There is a paragraph (p. 271) that begins, “The Garden City Telegram, on the eve of the trial’s start, printed the following editorial: ‘Some may think the eyes of the entire nation are on the Garden City during this sensational murder trial. But they are not. Even a hundred miles west of here in Colorado a few persons are even acquainted with the case-other than just remembering some members of a prominent family were slain. This is a sad commentary on the state of crime in our nation. Since the four members of the Clutter family were killed last fall, several other such multiple murders have occurred in various parts of the country. Just during the few days leading up to this trial at least three mass murder cases broke into the headlines. As a result, this crime and trial are just one many cases people have read about and forgotten. . . .’.” I mention this paragraph because I feel it is significant to the underlying message. Isn’t this maybe what Capote really wanted his readers to be thinking about?

The book continues with the story of the trial and the conviction and then brings the reader to the time that Dick and Perry spent on Death Row. At this point Capote reinforces the prevailing violence by introducing Earl Wilson, Bobby Jo Spencer and Lowell Lee Andrews (p. 311)-inmates that are on death row when Dick and Perry arrive. For the next 10 pages a recounting of their violent acts is detailed, along with an opportunity to learn about these men too. This is done in a way similar to how Dick and Perry’s murders were told. By page 322 the final two death row inmates are mentioned when they arrive, George Ronald York and James Douglas Latham. In my opinion, Capote spent time on providing us with the crimes of these men to further drive the underlying message.

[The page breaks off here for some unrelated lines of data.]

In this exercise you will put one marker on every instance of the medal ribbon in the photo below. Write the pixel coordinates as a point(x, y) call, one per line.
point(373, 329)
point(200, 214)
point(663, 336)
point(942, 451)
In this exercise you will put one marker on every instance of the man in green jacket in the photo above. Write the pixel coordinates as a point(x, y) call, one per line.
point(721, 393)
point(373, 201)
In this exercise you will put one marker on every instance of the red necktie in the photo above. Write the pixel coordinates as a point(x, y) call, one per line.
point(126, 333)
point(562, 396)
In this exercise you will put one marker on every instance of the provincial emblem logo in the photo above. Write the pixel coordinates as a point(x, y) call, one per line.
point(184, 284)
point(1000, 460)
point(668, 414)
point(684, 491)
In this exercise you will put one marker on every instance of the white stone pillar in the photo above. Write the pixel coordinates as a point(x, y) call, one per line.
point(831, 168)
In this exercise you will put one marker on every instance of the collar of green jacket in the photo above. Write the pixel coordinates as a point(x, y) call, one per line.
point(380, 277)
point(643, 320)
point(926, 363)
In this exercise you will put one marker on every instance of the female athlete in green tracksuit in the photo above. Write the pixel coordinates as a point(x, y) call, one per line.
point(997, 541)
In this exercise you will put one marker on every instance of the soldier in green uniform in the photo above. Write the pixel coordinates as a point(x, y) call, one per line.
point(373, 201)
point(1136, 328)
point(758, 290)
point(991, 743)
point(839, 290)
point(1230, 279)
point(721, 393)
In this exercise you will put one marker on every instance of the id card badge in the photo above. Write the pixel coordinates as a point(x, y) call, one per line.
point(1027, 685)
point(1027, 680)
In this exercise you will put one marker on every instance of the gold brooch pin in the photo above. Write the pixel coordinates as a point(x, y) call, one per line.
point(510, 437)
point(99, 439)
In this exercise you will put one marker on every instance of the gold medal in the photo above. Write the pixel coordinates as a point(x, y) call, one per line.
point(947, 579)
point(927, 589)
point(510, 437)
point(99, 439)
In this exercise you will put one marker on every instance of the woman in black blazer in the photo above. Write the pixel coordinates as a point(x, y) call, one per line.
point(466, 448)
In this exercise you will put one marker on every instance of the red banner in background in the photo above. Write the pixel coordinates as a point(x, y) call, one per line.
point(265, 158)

Even in 1965 there was recognition that we live in a society of growing violence. It is fascinating to me that even then, in a time where things were thought of as “simpler” there was a perception of increasing brutality and an ever rising apathy towards it. If I were to open a newspaper or log onto any news website, I can guarantee that there are several similar stories of cruelty and bloodshed to the one that rocked Holcomb all those years ago. What I find most disheartening, even after having my eyes opened to it by this book, is that I am no less accepting or indifferent to it.

Sunday, February 22, 2009

Welcome!

Hello Everyone and Welcome! I hope that you enjoy my blog.